OSHA requirements are set by statute, standards and regulations. Our interpretation letters explain these requirements and how they apply to particular circumstances, but they cannot create additional employer obligations. This letter constitutes OSHA's interpretation of the requirements discussed. Note that our enforcement guidance may be affected by changes to OSHA rules. Also, from time to time we update our guidance in response to new information. To keep apprised of such developments, you can consult OSHA's website at http://www.osha.gov.

June 12, 2017

Mr. Eddie Smith
IBEW Local 2286
International Brotherhood of Electrical Workers
AFL-CIO-CLC
4850 Stone Oak Drive
Beaumont, Texas 77705

Dear Mr. Smith,

Thank you for your February 8, 2017 letter to the Occupational Safety and Health Administration's (OSHA) Directorate of Enforcement Programs.
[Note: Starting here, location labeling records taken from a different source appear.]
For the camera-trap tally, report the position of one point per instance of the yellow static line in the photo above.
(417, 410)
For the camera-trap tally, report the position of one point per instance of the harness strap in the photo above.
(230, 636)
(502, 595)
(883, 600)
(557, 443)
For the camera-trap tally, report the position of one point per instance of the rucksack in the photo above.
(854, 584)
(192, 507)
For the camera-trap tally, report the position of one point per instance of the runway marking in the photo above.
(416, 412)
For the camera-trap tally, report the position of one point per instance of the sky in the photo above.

In your letter, you mentioned that the International Brotherhood of Electrical Workers (IBEW) is seeking clarification on whether OSHA's Respiratory Protection Standard, 29 CFR 1910.134, requires annual blood work to determine physical fitness for employees who wear a self-contained breathing apparatus (SCBA) infrequently. You were also called by a member of my staff for clarification of your question. This letter constitutes OSHA's interpretation only of the requirements discussed and may not be applicable to any question not delineated within your original correspondence. Your paraphrased question and our response are below.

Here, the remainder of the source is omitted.